Why is your cardio wanting a feeding tube? Is it for fluid's sake? I have a love hate relationship with mine, really couldn't do without it right now though. The balloon that holds the tube in place is always migrating to the surface and I only get about 6 weeks until it's trying to push through the stoma, and then I have to go in to IR and get it replaced. They did try and pull it before when I had a short period of doing better but a year later they had to place another one. My current GI does not want it pulled until I'm stable for a year without needing it at all.
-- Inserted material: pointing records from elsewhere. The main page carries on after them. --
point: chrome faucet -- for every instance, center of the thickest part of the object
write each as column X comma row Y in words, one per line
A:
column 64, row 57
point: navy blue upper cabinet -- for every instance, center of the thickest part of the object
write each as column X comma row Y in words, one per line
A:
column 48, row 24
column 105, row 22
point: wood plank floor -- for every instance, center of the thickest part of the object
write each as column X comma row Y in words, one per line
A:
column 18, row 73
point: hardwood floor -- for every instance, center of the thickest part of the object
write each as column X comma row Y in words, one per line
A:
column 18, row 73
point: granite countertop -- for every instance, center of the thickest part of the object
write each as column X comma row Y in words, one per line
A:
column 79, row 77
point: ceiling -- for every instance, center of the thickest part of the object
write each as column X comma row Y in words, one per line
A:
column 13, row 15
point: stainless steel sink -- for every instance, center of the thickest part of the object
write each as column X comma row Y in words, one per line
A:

  I'm not sure on the florinef... I have been on it for years and don't think I'd do well without it. I do have trouble catching things going around, I'm probably not exposed to as much as you though. My family, especially my mom, guard over me to protect from exposure when I'm at church and my family is super careful not to pass germs on to me when they are sick. Doctor's offices and hospitals are probably where I get exposed the most as my outings are limited to appointments and church. I still do get sick frequently unfortunately, but I also have an IgA deficiency and an undetermined autoimmune something going on. So I am not sure that the florinef is really the culprit of my getting sick. It is, after all, a pretty minute dose comparatively. 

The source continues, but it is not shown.